Family Court merger opposed by 155 stakeholders, including 13 retired judges
` We believe an increase in specialisation in family law and family violence will increase the safety of children and adult victims-survivors of family violence...
More than 155 stakeholders in Australia’s family law system have now signed an Open Letter to the Attorney-general opposing the Government’s “flawed bill” to abolish the specialist, stand-alone Family Court. These signatories represent a range of professions and community organisations who work with Australian families and include 13 retired Family Court and Federal Circuit Court judges, in addition to former Chief Justices the Hon Elizabeth Evatt AC and the Hon Alastair Nicholson AO RFD QC. This Open Letter was originally issued in November 2019 and was updated this month.
Dear Attorney-general,
We, the undersigned, are writing to you about the Government’s proposal to merge the Family Court of Australia and the Federal Circuit Court of Australia into a single generalised court: the Federal Circuit and Family Court of Australia.
Any reform should strengthen a system, not lead to the diminution of specialisation. If the Government’s proposed reforms proceed, we will lose a stand-alone specialist superior family court.
In acknowledging the need to prioritise the safety of children and adult victims-survivors of family violence in the family law system, government commissioned inquiry after inquiry has recommended increasing specialisation in both family law and family violence, including the recent Australian Law Reform Commission inquiry into the family law system. We believe this should be a Government priority.
We understand and support having a single entry point to the family courts and common rules so the family law system is easier for families to navigate. We understand this is a key reason why the Government is seeking to reform the family courts.

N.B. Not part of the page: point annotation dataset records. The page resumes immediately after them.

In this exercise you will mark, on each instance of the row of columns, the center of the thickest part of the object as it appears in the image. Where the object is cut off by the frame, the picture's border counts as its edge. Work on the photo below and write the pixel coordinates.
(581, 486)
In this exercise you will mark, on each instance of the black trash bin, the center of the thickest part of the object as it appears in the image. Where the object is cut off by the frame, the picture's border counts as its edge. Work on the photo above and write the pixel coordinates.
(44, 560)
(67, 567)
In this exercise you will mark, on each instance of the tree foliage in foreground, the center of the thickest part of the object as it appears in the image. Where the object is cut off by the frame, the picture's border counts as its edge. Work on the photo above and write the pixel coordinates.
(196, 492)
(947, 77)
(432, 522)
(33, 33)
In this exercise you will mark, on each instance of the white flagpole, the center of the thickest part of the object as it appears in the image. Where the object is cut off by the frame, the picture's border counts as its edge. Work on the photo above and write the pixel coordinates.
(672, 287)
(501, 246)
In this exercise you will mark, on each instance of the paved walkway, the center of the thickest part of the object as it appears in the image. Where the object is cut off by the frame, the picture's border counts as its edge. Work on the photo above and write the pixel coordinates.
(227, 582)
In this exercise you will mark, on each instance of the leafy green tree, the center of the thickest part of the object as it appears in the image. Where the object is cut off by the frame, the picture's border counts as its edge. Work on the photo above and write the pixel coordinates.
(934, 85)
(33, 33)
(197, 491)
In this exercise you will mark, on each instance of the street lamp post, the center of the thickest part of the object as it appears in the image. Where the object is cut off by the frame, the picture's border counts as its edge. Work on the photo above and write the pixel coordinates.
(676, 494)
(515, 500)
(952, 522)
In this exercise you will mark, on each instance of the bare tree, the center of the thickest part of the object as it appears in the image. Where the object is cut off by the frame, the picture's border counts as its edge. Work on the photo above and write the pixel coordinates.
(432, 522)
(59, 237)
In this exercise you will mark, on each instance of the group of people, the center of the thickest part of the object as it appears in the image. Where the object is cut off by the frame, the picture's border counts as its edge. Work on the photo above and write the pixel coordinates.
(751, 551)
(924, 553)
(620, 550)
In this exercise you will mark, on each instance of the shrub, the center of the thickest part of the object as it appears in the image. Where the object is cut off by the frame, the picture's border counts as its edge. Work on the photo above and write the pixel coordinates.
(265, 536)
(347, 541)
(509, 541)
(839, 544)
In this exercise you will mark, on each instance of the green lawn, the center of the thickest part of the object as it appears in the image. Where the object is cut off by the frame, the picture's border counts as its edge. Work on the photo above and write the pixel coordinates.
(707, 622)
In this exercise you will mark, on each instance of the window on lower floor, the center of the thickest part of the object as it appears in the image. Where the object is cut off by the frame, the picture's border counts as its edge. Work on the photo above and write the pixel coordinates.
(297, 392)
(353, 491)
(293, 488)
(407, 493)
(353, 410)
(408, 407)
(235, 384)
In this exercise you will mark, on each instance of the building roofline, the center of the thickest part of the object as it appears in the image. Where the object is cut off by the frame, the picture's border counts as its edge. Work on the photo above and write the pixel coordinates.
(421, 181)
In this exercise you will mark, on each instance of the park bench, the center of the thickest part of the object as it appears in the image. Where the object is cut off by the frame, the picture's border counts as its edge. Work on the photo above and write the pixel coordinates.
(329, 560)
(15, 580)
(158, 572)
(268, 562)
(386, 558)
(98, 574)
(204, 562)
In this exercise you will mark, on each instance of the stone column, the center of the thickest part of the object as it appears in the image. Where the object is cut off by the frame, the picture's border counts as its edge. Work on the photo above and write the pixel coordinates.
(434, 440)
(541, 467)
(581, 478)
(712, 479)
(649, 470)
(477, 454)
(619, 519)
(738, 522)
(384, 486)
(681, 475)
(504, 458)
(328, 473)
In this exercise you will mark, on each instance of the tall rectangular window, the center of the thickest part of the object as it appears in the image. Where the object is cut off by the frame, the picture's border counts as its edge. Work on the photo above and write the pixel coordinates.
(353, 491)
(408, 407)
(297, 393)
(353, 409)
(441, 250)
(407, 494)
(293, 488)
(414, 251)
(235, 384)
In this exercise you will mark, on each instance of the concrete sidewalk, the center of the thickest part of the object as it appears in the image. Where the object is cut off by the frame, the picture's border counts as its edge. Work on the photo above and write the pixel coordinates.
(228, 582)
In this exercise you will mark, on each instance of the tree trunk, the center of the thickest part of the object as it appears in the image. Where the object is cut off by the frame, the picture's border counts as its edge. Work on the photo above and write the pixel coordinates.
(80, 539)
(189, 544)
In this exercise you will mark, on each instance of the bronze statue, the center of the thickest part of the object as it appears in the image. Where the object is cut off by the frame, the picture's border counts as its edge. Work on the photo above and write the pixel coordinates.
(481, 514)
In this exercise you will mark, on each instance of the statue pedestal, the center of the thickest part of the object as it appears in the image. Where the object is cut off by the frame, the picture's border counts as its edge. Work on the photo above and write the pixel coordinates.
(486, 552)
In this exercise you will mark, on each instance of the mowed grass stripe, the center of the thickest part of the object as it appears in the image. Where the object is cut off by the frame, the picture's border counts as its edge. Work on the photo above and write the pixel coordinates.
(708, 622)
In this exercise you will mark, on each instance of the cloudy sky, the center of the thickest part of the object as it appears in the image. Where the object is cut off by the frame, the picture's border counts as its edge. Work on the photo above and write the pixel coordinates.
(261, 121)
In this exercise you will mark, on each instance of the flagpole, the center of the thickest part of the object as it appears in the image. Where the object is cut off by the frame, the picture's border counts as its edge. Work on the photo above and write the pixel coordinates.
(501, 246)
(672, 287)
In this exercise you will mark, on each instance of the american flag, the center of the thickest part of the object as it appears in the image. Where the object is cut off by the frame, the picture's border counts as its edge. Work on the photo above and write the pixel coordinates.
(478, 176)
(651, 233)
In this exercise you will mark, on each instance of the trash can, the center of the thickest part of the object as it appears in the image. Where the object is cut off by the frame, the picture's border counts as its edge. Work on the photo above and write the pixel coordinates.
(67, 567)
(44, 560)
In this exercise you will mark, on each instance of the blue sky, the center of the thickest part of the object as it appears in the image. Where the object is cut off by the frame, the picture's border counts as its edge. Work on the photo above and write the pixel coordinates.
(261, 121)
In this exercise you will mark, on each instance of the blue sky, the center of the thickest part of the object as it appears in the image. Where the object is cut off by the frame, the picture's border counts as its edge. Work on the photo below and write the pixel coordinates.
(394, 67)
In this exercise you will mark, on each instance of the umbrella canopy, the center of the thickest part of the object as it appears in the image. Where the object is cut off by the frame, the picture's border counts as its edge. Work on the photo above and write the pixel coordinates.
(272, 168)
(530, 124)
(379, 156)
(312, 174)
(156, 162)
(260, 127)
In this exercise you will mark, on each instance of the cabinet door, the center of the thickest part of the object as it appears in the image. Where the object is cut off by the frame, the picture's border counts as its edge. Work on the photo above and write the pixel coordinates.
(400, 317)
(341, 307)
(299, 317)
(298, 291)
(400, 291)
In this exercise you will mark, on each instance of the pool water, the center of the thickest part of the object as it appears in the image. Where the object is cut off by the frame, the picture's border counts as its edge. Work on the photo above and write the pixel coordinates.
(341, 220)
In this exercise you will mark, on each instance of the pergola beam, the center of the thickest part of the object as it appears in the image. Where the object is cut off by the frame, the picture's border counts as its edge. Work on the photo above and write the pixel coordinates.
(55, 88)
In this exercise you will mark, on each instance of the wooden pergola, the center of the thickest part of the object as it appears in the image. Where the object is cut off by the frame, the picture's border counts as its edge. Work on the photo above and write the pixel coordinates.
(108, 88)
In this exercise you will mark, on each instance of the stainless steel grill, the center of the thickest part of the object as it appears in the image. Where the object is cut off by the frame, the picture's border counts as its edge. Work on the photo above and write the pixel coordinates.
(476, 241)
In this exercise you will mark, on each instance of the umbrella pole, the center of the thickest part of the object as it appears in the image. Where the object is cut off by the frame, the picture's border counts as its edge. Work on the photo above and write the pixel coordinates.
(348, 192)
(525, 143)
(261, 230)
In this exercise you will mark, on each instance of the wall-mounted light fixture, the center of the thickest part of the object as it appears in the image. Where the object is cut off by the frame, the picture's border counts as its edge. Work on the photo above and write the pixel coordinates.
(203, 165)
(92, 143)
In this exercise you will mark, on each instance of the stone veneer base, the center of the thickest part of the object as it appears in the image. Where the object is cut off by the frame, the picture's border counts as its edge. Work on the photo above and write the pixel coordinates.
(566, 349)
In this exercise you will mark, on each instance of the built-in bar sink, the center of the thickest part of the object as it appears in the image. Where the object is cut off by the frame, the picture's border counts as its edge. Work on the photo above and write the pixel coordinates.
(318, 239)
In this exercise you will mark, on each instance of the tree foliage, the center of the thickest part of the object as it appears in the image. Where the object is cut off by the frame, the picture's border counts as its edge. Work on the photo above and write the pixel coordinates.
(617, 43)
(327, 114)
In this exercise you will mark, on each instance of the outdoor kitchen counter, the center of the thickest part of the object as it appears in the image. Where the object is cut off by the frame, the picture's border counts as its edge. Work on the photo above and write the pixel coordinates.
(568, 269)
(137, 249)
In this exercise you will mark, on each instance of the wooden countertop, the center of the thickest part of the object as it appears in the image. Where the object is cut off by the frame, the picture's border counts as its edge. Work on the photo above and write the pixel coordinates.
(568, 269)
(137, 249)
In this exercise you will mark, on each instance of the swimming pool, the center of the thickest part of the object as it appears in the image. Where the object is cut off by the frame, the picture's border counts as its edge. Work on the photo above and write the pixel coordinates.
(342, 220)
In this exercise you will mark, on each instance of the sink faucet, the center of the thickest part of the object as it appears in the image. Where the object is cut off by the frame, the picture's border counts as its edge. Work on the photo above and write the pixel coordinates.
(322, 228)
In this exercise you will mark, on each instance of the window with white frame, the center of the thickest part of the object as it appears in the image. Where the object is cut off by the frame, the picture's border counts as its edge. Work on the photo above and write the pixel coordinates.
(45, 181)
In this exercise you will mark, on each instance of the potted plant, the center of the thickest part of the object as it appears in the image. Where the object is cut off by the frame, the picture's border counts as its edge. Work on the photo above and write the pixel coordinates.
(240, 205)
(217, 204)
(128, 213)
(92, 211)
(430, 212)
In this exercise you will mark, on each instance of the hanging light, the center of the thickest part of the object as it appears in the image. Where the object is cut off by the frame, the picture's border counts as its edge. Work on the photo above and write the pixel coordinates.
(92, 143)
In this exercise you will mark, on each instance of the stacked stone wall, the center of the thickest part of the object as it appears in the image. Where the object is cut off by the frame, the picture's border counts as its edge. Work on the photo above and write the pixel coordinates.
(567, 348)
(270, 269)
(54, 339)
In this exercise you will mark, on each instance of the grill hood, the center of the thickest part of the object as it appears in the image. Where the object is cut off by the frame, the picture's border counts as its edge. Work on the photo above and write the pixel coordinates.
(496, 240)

However, there are different ways this can be achieved. And this can be done without abandoning the benefits otherwise available to children and families from a properly resourced and specialised court system.
The Family Court of Australia has said “common rules, forms and complementary case management systems... can be achieved without legislative amendment”.
The Federal Circuit Court of Australia has acknowledged the importance of a single point of entry and common case management system “whether or not the enabling legislative framework is in place”.
Similarly, there are different models for reforming the family courts other than the model proposed by the Government.
The NSW Bar Association has proposed keeping the stand-alone specialist superior family
court. Family Court Judges would be in Division 1 of the Family Court of Australia. Federal Circuit Court judges who are hearing family law matters would move across to Division 2 of the Family Court of Australia.
In this way, federal judges hearing only family law matters would be in a single specialist family court offering judicial, social science and other services.
We believe an increase in specialisation in family law and family violence will increase the safety of children and adult victims-survivors of family violence. This is particularly the case for groups that are disproportionately impacted in the family law and family violence systems, including Aboriginal and Torres Strait Islander people. The need for increased specialisation of courts to improve decisions and outcomes for families is supported by the evidence of many inquiries.
We advocate for further discussion of the different options.
We prefer a model that retains a stand-alone specialist superior family court and increases family law and family violence specialisation, such as the proposal by the NSW Bar Association. The safety of children and adult victims-survivors of family violence requires increased specialisation. The proposed merger serves only to undermine that important need.
While we support just, quick and cheap access to justice and there is a role for increasing efficiencies within our court systems, this must not come at the cost of the safety of children and adult victims-survivors of family violence. These two important imperatives are not mutually exclusive, and one ought not be abandoned at the expense of the other.
Safety must come first in family law.
We would welcome further consultations on alternative models of structural, holistic reform to benefit children, families and victims-survivors of family violence.
Action can also be taken now to further increase family violence specialisation in the family law system through:
• Introducing effective ongoing court-based family violence risk assessment practices
• Early determination of family violence, and
• Increasing family violence competency of all professionals in the family law system.